Le taxi lui rapporte entre 100.000 et 250.000 francs CFA (150 à 380 euros) par mois, un revenu correct au Burkina Faso. Couturière de formation, elle a décidé au départ de devenir taxiwoman pour gagner un complément de revenu. «J’avais déjà le permis de conduire. Pourquoi ne pas essayer de (le) valoriser? C’est là que j’ai commencé le taxi, et ça allait», raconte-t-elle. «C’est vrai qu’avec mes collègues, il y en a quelques-uns qui se sont dit que je n’allais pas pouvoir tenir parce que c’est un travail d’homme.
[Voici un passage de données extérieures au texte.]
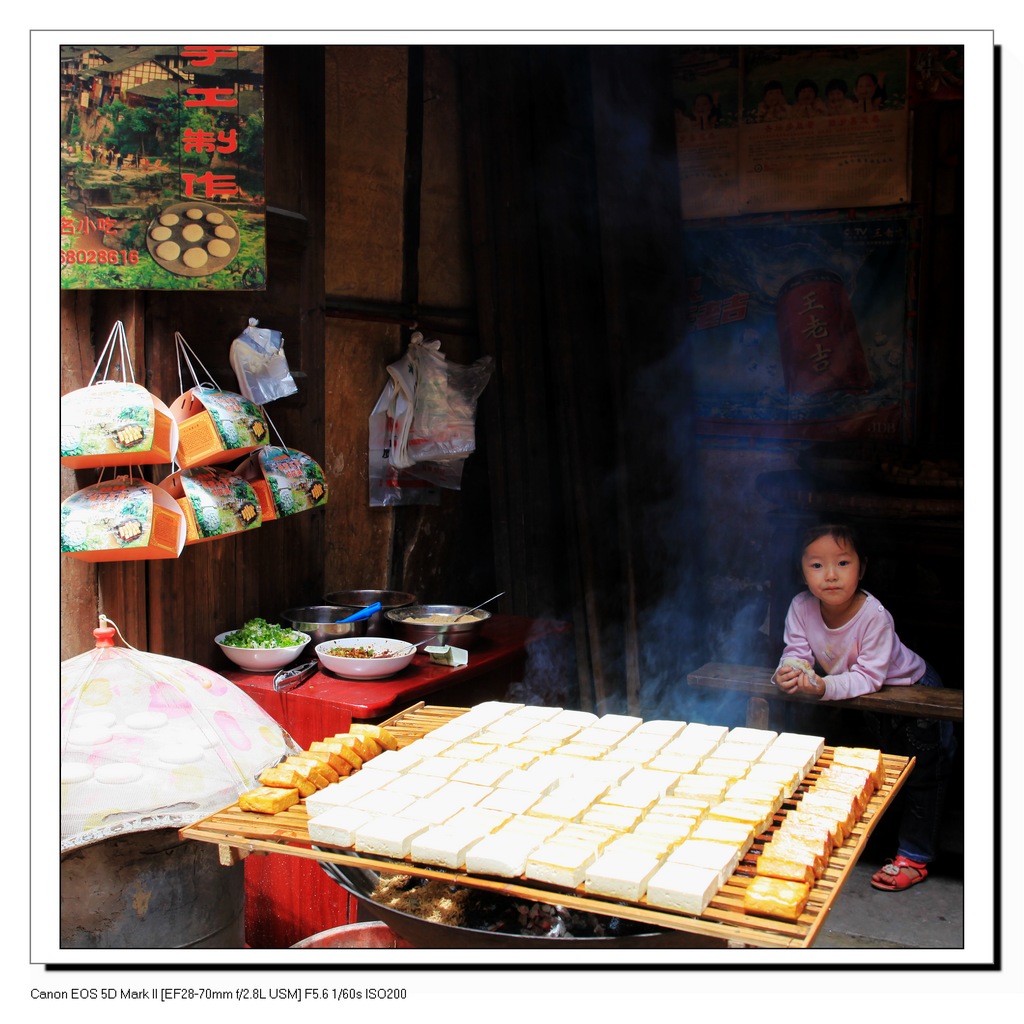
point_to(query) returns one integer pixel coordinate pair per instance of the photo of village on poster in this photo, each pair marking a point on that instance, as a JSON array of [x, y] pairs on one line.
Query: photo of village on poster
[[761, 128], [162, 172]]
Et deux ans plus tard, ils m’ont dit: « Maintenant, tu as souvent plus de clientèle que nous! »»
Bibata Gansgné voit désormais plus loin: «Mon projet à long terme, c’est d’avoir une société de taxis», dans laquelle elle compte embaucher des femmes comme chauffeurs. Avec une discrimination positive: «Si une femme et un homme se présentent, la femme sera prioritaire», précise-t-elle.
«Je ne sais pas pourquoi il n’y a pas d’autres femmes taxi. Peut-être qu’elles trouvent que c’est un travail d’homme ou peut-être que le courage leur manque?», s’interroge Biba. «Il ne faut pas écouter le jugement des gens. Moi j’encourage les gens, surtout les femmes, à se donner à fond. Il ne faut pas dépendre de quelqu’un, il faut compter sur soi-même.»
En attendant de pouvoir monter sa société, Biba économise pour acheter un nouveau véhicule. Il devra être climatisé, afin de satisfaire sa clientèle pendant les périodes de fortes chaleurs, et tout-terrain, pour amener ses clients dans tout le Burkina.